Molson-Coors doesn't deny that there is softness with the lower-income consumer. However, the earnings report doesn't mention factors like GLP-1 drugs, more states that have legalized recreational marijuana, and a general move away from alcohol by younger consumers.
That tracks with what I’ve seen when I look at the company's revenue and earnings over time. There is a slight drop-off in revenue, but not enough to suggest it's a widespread movement. This looks like an earnings problem, and the company has been taking cost-cutting measures as well as making targeted capital expenditures to increase efficiency.
Saying that the weakness is more cyclical than systemic doesn't make the nut any easier to crack. However, that's why you can look at the stock's price-to-earnings (P/E) ratio of 8.9x earnings, which is still lower than its historical average.
Critics will argue that some stocks are cheap for a reason. However, while you're waiting for growth, TAP stock gives you a safe dividend that has a 4.16% yield and pays out $1.88 per share annually.
Cal-Maine: An Egg-celent Idea Among Mid-Cap Stocks
Sorry, I couldn't resist the play on words. But Cal-Maine Foods Inc. (NASDAQ: CALM) is an exceptional mid-cap stock for investors looking for growth and value. Who would have thought that eggs would be an election issue? That was the case in 2024 as egg prices surged for a variety of reasons.
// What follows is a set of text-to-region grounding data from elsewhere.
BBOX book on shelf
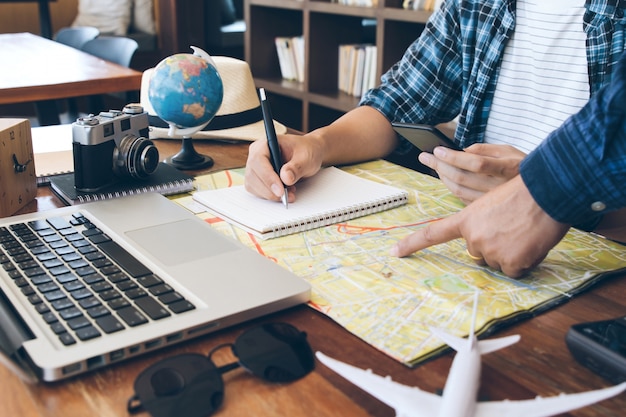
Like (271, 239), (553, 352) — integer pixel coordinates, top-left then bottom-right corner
(49, 162), (195, 205)
(338, 43), (377, 97)
(275, 35), (305, 82)
(332, 0), (379, 7)
(192, 166), (408, 239)
(403, 0), (444, 11)
(352, 45), (366, 96)
(293, 36), (305, 82)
Investors piled into CALM stock in 2024 and 2025 to ride that wave. But the stock has come back to earth after a miss on profits in its October earnings report. The larger problem is that analysts are forecasting a 69% drop in earnings in the next 12 months. However, with a P/E ratio of just 3.4x, investors are getting current earnings at a discount.
So are the gains over? Analysts have lowered their price targets, but the consensus price still gives CALM stock about 13% upside. Institutional investors continue to buy the stock as well. In the quarter just ended, institutional buying outpaced selling by nearly 5:1.
Plus, you get a safe high-yield dividend. As of November 5, the yield was 6.07% with an annual payout of $5.48 per share.
Vista Energy: A Powerhouse Among Mid-Cap Stocks
Vista Energy (NYSE: VIST) may not be familiar to investors. That's because it's not a U.S. company. That means it's not being brought into the current U.S. energy infrastructure conversation. However, if you're looking for a mid-cap name in the energy sector, Vista is one to watch.
Vista Energy is primarily an Argentina-focused oil and gas producer. Its operations are almost entirely based in the Vaca Muerta shale formation, one of the world's largest unconventional oil and gas reserves — often compared to the Permian Basin in the U.S.
This gives Vista exposure to a long runway of low-cost, high-margin production growth. The company has positioned itself as the second-largest shale oil producer in Argentina, behind only YPF.
VIST stock is down 10% in 2025. However, it's up about 40% in the 30 days ending November 5. Analysts give the stock a consensus price target of $59.60, which is an upside of 22%.